Тут же вспомнились погашенные бра и зажженный камин ночью. Я ведь уже тогда решила, что в доме, кроме нас, кто-то есть.
Быстро нацепив платье, я спустилась в сад, нашла Юльку и Кирилла. Не особо церемонясь, спросила о том, кто еще живет в нашем доме. Хотела прямым вопросом не дать Кириллу выкрутиться, но не учла того, что могу напугать сестру. Только когда она испуганно охнула рядом, я поняла, что наделала.

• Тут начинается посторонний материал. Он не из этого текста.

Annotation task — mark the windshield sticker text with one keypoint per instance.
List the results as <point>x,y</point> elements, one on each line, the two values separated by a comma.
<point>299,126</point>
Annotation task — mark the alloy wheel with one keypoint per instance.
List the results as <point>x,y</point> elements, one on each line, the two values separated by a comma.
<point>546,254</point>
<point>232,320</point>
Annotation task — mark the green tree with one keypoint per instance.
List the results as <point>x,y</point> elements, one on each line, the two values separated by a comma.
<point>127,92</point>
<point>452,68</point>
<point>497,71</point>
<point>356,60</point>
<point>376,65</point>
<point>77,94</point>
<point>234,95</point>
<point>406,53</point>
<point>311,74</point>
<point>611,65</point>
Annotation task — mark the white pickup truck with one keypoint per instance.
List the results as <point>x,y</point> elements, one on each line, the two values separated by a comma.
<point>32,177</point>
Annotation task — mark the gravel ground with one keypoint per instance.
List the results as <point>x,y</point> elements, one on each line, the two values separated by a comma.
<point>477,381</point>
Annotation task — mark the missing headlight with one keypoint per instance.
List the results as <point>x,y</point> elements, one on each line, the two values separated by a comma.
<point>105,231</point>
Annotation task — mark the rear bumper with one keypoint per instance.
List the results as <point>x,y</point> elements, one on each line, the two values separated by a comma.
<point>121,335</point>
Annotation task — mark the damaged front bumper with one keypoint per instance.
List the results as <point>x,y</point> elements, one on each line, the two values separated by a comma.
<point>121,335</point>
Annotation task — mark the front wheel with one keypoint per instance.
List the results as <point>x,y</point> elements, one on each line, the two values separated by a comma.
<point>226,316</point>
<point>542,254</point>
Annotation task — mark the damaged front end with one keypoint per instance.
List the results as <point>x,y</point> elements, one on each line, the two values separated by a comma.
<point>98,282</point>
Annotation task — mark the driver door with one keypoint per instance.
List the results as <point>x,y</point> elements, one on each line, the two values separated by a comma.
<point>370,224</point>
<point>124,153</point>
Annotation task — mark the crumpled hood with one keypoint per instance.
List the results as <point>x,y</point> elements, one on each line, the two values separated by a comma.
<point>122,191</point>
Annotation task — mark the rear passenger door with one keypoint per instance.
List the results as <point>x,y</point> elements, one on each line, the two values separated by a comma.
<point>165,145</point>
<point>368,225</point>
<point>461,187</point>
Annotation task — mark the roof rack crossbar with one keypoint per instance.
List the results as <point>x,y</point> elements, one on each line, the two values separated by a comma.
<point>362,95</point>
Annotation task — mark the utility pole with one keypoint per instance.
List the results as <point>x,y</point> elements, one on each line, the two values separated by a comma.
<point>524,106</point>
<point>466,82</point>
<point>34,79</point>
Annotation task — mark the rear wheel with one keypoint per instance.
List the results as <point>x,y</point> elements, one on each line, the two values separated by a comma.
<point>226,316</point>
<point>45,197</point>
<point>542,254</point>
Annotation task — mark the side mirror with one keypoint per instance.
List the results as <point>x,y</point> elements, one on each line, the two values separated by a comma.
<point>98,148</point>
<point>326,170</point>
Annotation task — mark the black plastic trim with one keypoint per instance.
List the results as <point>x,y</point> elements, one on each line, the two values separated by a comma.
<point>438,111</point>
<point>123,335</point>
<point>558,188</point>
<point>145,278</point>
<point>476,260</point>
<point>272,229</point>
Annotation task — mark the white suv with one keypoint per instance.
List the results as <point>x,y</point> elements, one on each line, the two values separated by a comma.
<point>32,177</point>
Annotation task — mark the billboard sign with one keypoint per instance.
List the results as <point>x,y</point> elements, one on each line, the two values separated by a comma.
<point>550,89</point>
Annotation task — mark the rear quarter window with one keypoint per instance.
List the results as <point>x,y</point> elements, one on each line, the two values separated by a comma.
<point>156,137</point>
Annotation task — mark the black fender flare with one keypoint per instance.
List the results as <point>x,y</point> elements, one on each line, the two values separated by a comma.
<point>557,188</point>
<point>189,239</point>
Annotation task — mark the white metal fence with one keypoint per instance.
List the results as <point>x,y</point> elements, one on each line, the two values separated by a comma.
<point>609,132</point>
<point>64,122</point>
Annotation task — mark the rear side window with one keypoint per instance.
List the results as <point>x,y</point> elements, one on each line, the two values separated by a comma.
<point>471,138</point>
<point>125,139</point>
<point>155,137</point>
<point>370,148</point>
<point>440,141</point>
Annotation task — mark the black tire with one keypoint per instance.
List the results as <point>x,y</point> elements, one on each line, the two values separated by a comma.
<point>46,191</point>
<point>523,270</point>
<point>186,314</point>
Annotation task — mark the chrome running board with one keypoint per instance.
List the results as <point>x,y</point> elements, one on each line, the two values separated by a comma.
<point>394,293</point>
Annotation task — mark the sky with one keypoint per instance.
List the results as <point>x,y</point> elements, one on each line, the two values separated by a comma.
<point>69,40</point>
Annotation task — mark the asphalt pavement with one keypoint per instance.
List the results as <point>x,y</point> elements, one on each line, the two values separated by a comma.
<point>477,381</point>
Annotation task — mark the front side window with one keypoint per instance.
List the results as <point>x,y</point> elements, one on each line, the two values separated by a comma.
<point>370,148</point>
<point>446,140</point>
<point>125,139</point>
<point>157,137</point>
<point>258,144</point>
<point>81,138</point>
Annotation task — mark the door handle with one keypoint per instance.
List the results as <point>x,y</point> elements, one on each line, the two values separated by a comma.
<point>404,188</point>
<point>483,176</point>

– Просто кто-то ночью зажег камин, – пояснила я, мысленно ища варианты, как выкрутиться.
– Может быть, вы сами? Просто забыли? – подсказал Кирилл.
Меня, конечно, посещают странные видения, но я же не дура! И если бы зажгла камин, то уж точно запомнила бы. Однако пришлось ухватиться за его подсказку и сказать, что наверняка так и было. Просто устала с дороги и забыла, как сама зажгла камин. Юлька поверила, а мне добавилась еще одна загадка в общий список, который рисковал стать весьма обширным.